0.2 parts by weight of an antioxidant, 100 parts by weight of Mg _0.98 Ni _0.02 (OH) _2, and _0.95 parts by weight of Mg _0.95 (as a flame retardant component) were added to 100 parts by weight of low density linear poly (ethylene terephthalate) Zn _0.05 (OH) ₂ and carbon fine powder were mixed in a blender as shown in Table 1, kneaded at 130 占 폚 with a biaxial roll, pressed again at 160 占 폚 to obtain a sheet having a thickness of 1 mm and a sheet having a thickness of about 3.2 mm Thick sheets were formed, and each was dumbbell-shaped and rectangular-shaped to form test samples. These samples were subjected to a tensile test according to JIS C 3005 in accordance with the combustion test UL94VE.

Comparative Examples 1 to 4

Magnesium hydroxide Mg (OH) ₂ was used as a comparative sample in place of the composite metal hydroxide constituting the flame-retardant component in Examples 1 to 3, and the composition shown in Table 1 was tested in the same manner as in Examples 1 to 3 And tested.

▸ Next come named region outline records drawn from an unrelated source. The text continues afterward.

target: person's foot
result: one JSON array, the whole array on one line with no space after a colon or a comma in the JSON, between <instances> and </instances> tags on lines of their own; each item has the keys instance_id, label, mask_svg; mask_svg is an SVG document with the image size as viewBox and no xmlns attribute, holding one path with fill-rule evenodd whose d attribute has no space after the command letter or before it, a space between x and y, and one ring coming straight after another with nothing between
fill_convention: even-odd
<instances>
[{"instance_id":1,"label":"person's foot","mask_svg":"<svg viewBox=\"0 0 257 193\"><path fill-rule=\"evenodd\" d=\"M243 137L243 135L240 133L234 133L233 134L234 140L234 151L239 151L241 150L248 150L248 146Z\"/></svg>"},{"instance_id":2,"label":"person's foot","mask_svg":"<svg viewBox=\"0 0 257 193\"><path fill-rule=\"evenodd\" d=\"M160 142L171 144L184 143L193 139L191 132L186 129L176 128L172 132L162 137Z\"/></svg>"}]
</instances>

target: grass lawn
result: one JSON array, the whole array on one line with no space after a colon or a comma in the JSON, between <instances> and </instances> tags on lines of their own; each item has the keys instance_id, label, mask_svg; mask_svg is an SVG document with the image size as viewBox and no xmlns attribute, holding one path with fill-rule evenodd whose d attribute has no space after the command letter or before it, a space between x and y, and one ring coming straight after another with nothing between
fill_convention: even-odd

The test results are shown in Table 2.

[Table 1]

[Table 2]

As is evident from Table 2, when the flame retardant component composed of the composite metal hydroxide represented by the formula (1) and the carbon fine powder was used, it was found that the flame retardancy was remarkably improved and the mechanical strength reached a practical level.

On the other hand, in the comparative examples in which the metal hydroxide was used in combination with the carbon fine powder instead of the composite metal hydroxide, as in Comparative Examples 1 to 3, when the addition amount of the metal hydroxide was equal to that of the composite metal hydroxide of Examples 1 to 3, The flame retardancy can not be obtained.

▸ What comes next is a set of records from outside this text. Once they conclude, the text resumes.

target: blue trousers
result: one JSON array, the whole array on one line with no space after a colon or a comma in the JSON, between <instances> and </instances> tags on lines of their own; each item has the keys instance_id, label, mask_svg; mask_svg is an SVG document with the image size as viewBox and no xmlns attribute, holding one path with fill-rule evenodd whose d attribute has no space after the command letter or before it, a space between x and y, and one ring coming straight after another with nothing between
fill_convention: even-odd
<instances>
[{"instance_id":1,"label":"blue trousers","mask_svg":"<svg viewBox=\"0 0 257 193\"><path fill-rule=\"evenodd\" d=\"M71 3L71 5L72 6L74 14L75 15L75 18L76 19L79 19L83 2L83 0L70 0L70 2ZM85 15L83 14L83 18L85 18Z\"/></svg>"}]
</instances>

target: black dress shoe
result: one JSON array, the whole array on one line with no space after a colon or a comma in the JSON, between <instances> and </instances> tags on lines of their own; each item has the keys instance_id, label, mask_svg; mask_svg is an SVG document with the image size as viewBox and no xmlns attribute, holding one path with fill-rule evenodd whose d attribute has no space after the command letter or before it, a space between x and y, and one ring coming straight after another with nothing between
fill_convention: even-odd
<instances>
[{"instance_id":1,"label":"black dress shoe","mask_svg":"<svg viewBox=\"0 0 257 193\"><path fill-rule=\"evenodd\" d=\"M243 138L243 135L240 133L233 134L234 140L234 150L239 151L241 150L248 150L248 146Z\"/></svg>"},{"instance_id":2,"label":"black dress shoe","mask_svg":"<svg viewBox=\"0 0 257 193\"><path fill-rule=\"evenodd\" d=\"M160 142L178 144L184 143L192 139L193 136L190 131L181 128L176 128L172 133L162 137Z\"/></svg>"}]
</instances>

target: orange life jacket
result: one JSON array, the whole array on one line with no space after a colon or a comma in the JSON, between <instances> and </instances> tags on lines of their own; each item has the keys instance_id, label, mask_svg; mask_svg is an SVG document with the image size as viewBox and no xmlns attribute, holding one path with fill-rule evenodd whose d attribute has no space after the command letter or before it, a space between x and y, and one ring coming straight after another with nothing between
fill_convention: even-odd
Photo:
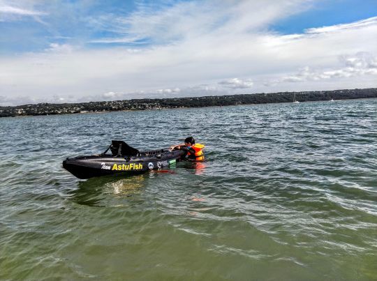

When the metal hydroxide was added in an amount of 120 parts by weight for imparting flame retardancy as in Comparative Example 4, the required flame retardancy was obtained, but the tensile strength was 0.91 kg / mm and the elongation was 498% It was not possible and practical.

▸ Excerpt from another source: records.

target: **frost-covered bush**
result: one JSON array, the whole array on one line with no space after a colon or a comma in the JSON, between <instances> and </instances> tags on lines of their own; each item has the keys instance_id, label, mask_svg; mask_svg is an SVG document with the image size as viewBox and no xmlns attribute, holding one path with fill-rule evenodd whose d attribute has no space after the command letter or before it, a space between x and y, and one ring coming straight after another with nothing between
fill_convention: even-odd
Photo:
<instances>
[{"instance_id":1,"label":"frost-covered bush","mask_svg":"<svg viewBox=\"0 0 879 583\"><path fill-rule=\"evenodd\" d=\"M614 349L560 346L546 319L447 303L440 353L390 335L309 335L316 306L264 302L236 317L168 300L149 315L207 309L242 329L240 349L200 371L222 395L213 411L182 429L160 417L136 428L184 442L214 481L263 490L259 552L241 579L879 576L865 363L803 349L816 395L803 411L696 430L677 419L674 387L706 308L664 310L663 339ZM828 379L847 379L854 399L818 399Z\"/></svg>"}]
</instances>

By adding a specified amount of a flame retardant component composed of a composite metal hydroxide and a carbon fine powder to a halogen-free polyolefin resin, it is possible to achieve sufficient flame retardancy even in an amount smaller than the amount of the conventional metal hydroxide and to achieve low smoke- . It has become possible to drastically reduce the amount of the metal hydroxide and significantly prevent deterioration of the mechanical properties due to the addition of a large amount of hydroxide.

No content.

Claims (5)

60 to 150 parts by weight of a flame retardant component to which 1 to 20 parts by weight of carbon fine powder is added is added to 100 parts by weight of a polyolefin resin based on 100 parts by weight of a composite metal hydroxide represented by the general formula Mg ₁ x M ^{2 +} (OH) ₂ Low flammability and low toxicity flame retardant polyolefin compound. Wherein M ²⁺ is at least one selected from the group of divalent metal ions of Mn ²⁺ , Fe ²⁺ , Co ²⁺ , Ni ²⁺ , Cu ²⁺ and Zn ²⁺ , and X is 0.001? X Lt; = 0.9.] The low smoke and low toxic flame-retardant polyolefin compound according to claim 1, wherein the divalent metal ion M ²⁺ is at least one selected from the group consisting of Ni ²⁺ and Zn ²⁺ . The low-smoke, low toxic flame retardant polyolefin compound according to claim 1 or 2, wherein the flame retardant component is added in an amount of 80 to 130 parts by weight. The low-smoke, low toxic flame-retardant polyolefin compound according to any one of claims 1 to 3, wherein the amount of the carbon fine powder added is 1 to 15 parts by weight based on 100 parts by weight of the composite metal hydroxide. The polyolefin resin according to any one of claims 1 to 4, wherein the polyolefin resin is at least one selected from the group consisting of polyethylene, polypropylene, ethylene-ethyl acrylate copolymer and ethylene-vinyl acetate copolymer. Flame Retardant Polyolefin Compound. ※ Note: It is disclosed by the contents of the first application.